Jeden z przywódców strajku lekarzy powiedział niedawno w telewizji, że do tej pory “etyka wiązała lekarzom ręce”. Teraz nie będą się przejmować niczym, tylko będą protestować, aby uzyskać kasę. I słusznie, bo po co troszczyć się o czyjeś zdrowie za darmo? Po co przejmować się wcześniakami, które nie są w stanie żyć bez fachowej opieki i sprzętu.
Ludzie! Czy my zwariowaliśmy! Czy rzeczywiście kasa stała się naszym bogiem? Bo na to wygląda. Mamy świątynie – hipermarkety, które odwiedzamy z zadziwiającą gorliwością, choć nie zawsze jest taka potrzeba. Spędzamy w nich pół dnia i więcej. Brakuje tylko aby tłum nieprzeliczony zaśpiewał “Święty, święty, święty, Pieniądz Nasz”! Co z drugim człowiekiem? Co z poświęceniem się dla innych? Co z ideałami, które przyświecały ludzkości? Czy etyka, która była gwarantem (przynajmniej) poprawnych relacji międzyludzkich jest tylko zabytkiem przeszłości?

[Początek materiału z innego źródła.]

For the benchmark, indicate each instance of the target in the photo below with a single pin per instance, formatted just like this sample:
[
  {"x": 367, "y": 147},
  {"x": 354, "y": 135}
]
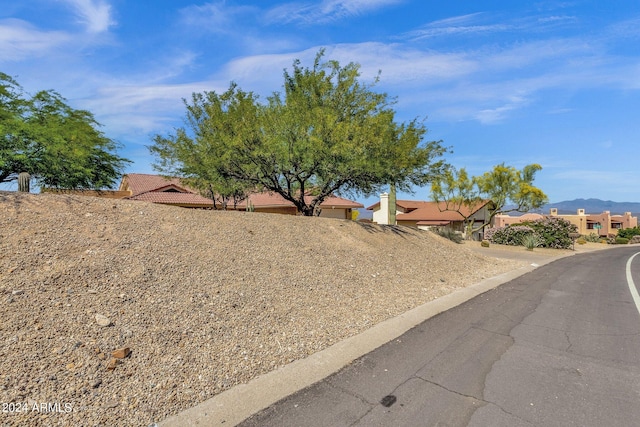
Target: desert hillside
[{"x": 204, "y": 300}]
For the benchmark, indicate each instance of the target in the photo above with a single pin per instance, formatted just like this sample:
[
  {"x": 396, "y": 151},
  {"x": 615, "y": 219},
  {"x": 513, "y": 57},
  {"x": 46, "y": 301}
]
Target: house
[
  {"x": 424, "y": 215},
  {"x": 172, "y": 191},
  {"x": 603, "y": 224}
]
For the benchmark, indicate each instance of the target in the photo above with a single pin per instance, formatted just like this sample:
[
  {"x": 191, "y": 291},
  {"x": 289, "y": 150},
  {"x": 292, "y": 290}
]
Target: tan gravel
[{"x": 203, "y": 299}]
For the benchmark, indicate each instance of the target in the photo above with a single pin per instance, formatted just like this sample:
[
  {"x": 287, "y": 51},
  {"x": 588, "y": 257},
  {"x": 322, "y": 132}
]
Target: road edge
[{"x": 233, "y": 406}]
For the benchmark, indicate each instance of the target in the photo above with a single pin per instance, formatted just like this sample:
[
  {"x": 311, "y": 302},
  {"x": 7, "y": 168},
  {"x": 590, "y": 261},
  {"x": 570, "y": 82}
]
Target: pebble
[
  {"x": 102, "y": 320},
  {"x": 201, "y": 310}
]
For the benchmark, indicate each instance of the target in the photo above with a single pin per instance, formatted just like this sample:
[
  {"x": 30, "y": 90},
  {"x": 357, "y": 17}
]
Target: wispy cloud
[
  {"x": 94, "y": 14},
  {"x": 325, "y": 11},
  {"x": 464, "y": 24},
  {"x": 20, "y": 40},
  {"x": 216, "y": 17}
]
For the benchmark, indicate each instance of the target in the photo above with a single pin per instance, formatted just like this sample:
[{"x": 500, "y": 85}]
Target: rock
[
  {"x": 121, "y": 353},
  {"x": 102, "y": 320},
  {"x": 112, "y": 364}
]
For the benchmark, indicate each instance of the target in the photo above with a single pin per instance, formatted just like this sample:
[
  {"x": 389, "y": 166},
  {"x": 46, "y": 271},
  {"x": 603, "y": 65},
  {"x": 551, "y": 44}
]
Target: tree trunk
[
  {"x": 392, "y": 204},
  {"x": 24, "y": 181}
]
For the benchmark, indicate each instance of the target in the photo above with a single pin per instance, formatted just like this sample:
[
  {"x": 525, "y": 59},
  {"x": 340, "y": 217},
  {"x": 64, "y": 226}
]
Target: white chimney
[{"x": 382, "y": 216}]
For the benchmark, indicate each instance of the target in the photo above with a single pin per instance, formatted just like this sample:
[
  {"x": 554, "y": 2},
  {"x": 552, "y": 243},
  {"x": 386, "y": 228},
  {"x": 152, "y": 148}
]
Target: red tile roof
[
  {"x": 172, "y": 198},
  {"x": 407, "y": 205},
  {"x": 432, "y": 211},
  {"x": 270, "y": 199},
  {"x": 153, "y": 188}
]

Tak patrząc na to wszystko tym bardziej się utwierdzam w tym, że nie można dwóm panom służyć. Tylko Bóg jest Bogiem, a poza Nim nie ma innego. Spalmy bałwany, przed którymi się kłaniamy. Może odwróci od nas swoje zagniewanie, może okaże nam miłosierdzie.
my _nie_ zwariowaliśmy. Najlepszym dowodem jest, że nas takie kffiatki denerwują. 🙂
Natomiast chyba nie ma co oczekiwać, że wszyscy nagle okażą się normalni i niezwariowani – czyli dążący do Dobra. Etyka bez Boga rzeczywiście nie ma sensu i koniec końców sprowadza się do wiązacza rąk – i normalną reakcją jest jej odrzucenie.